Roma Katolik Kilisesi, Avrupa'ya tamamen hakim olduktan sonra dünyayı silahla Hıristiyanlaştırmaya çalıştı. Bu sebeple Haçlı seferleri düzenlendi. Haçlı orduları dalgalar halinde Müslüman ülkelerinin üzerine yürüdüler. Yapılan savaşlarla gayelerine erişemeyeceklerini anlayınca Papa ve Hıristiyan hükümdarlar bu işi barış(!) yolu ile ve tatlılıkla yapmaya karar verdiler. İşte bugünkü Hıristiyan misyonerliğinin temeli bu esasa dayanır.

Misyonerler ülkemizin kendine has özelliklerini dikkate alarak çalışmaktadırlar. Müslüman Türklerin, kendi dinlerinin yüceliği hususundaki hassasiyetleri iyi bildikleri için bu hassas konularda fırsatını düşürdükleri anda devreye girmektedirler.

Misyonerler Müslüman ülkelerdeki dini hayatın zayıflamasını fırsat bilip, bu boşluktan azami ölçüde yararlanmaktadırlar. Özellikle büyük şehirlerimizde ve Güneydoğu bölgelerimizde yoğun bir propaganda içerisindedirler. Buralardaki etnik cereyanları körüklemektedirler. Temelde birlik içerisinde yaşayan bölgenin ihmal edilmişliğini istismar ederek, onları dini yönden de yanıltarak ayrımcı girişimlerde bulunmaktadırlar.

Bu istismarı yalnız memleketimizde değil dünyanın dört bir yanında yapmaktadırlar. Afrika'da (özellikle Nijerya'da), Türk devletlerinde, Balkanlar'da; Arnavutluk'ta, Bosna- Hersek'te, Makedonya'da, Kosava'da, Bulgaristan'da, Yunanistan'da, Müslüman Türkler üzerinde baskılara, istismarlara devam etmektedirler.

Türkiye nere Nijerya nere? Arnavutluk nere Kırgızistan nere? Aralarındaki mesafeyi düşünecek olursak tehlikenin boyutu daha iyi anlaşılıyor. Hıristiyanlık propagandası, ülkeleri değil kıtaları hedef alıyor. Aynı çalışmaları Müslümanlar yapmış olsalardı dünya ayağa kalkardı. Fakat hedef Müslümanlar olduğu için kimsenin gıkı çıkmıyor.

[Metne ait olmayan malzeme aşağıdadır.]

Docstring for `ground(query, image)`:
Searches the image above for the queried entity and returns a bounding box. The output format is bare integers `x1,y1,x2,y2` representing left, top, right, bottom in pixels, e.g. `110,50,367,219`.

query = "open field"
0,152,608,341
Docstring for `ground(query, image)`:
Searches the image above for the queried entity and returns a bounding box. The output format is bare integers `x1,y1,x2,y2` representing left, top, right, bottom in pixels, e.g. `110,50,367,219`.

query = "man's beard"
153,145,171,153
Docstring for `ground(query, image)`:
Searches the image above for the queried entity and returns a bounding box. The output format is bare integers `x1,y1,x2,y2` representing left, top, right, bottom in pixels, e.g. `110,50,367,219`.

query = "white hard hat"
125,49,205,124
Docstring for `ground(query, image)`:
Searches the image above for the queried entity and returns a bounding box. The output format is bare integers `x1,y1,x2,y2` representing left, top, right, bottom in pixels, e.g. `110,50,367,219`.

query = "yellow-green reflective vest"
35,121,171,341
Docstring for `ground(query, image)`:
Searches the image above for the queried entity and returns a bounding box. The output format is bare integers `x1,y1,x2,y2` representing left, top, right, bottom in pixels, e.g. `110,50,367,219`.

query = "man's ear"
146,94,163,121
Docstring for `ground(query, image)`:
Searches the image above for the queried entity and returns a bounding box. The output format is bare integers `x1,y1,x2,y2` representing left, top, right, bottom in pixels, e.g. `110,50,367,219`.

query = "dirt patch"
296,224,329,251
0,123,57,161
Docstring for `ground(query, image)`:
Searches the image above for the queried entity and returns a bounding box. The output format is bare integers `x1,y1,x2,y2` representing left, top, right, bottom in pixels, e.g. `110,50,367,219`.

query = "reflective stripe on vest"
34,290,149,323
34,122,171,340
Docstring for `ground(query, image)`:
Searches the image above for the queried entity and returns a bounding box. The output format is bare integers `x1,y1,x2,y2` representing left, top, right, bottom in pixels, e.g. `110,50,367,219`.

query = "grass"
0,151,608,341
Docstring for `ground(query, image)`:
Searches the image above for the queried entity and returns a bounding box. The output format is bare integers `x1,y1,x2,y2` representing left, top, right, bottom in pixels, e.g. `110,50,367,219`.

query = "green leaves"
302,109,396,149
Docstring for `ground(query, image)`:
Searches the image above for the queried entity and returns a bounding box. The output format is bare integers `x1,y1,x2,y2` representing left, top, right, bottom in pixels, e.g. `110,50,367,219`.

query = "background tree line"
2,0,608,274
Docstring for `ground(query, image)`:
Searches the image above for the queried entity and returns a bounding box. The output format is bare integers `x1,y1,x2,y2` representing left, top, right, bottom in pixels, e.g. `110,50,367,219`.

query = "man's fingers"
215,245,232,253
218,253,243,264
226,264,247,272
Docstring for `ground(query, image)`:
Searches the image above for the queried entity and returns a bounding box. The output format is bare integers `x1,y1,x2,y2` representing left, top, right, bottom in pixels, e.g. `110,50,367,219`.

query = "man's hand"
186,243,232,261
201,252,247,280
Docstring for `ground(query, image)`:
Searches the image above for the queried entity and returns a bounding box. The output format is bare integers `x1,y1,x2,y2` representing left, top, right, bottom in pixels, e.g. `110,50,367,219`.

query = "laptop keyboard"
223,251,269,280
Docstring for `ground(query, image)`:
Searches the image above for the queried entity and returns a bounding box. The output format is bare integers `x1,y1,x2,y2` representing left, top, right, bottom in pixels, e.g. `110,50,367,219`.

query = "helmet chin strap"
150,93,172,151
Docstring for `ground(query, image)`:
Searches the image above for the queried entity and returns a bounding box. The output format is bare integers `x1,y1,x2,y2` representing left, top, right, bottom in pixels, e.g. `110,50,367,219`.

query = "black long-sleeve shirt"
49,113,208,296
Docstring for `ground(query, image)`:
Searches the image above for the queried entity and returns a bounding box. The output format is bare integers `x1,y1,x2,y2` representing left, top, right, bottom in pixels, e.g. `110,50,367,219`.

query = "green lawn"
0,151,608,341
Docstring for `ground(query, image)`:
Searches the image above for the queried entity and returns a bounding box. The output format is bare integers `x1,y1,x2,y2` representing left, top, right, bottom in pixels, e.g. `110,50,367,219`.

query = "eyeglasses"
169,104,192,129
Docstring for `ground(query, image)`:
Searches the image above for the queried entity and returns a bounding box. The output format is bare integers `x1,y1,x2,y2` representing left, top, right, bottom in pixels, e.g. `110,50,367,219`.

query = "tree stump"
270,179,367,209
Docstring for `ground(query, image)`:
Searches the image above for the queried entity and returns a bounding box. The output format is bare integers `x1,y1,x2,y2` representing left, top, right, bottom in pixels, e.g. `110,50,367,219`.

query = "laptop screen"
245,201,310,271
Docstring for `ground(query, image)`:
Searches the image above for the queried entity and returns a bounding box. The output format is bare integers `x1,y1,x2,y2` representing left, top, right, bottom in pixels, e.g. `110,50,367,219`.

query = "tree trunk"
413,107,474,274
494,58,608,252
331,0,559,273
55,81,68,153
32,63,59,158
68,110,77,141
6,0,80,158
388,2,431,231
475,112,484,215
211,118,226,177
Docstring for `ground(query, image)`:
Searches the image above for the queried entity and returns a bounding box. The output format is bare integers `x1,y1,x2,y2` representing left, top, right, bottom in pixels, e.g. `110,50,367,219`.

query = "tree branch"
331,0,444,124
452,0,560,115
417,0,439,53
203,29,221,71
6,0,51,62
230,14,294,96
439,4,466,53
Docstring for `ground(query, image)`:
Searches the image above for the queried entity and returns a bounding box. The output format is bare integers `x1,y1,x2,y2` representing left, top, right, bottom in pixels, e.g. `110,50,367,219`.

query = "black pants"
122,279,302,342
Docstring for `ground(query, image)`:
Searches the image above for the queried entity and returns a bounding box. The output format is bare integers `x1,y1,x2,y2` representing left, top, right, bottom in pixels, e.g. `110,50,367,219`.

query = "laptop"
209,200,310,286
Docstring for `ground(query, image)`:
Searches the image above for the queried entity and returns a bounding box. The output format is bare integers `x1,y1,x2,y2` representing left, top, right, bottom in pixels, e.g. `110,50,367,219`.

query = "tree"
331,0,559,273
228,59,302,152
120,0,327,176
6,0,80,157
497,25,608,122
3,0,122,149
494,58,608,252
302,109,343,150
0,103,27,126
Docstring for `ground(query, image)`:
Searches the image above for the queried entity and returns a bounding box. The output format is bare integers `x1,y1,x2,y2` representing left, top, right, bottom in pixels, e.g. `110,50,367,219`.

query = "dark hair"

Misyonerler her fırsatta bazı vatandaş ve soydaşlarımıza din değiştirmek karşılığında mali destek sağlayacaklarını vadetmektedirler. Bunun manası, vicdanların para ile satın alınmaya çalışılması demektir.

Ülkemizde yapılan bu faaliyetlerin yasal olmamasına, suç olmasına rağmen bu faaliyetler bütün hızıyla devam ediyor. Halbuki, ülkemizde din ve vicdan hürriyeti Anayasa teminatı altındadır. Üstelik bu faaliyetler; ekonomik düzensizliklerin olduğu istismara müsait zamanlarda vicdanlar satın alınarak yapılmaktadır.

Bütün bunlara rağmen, tolerans, hoşgörü, sevgi, barış ve kardeşlik gibi süslü sloganlarla yola çıkan Vatikan'a, Hıristiyan âlemine kim inanır? Yoksa bunlar, Müslümanları aldatılması kolay geri zekalı, ahmak kimseler olarak mı görüyorlar?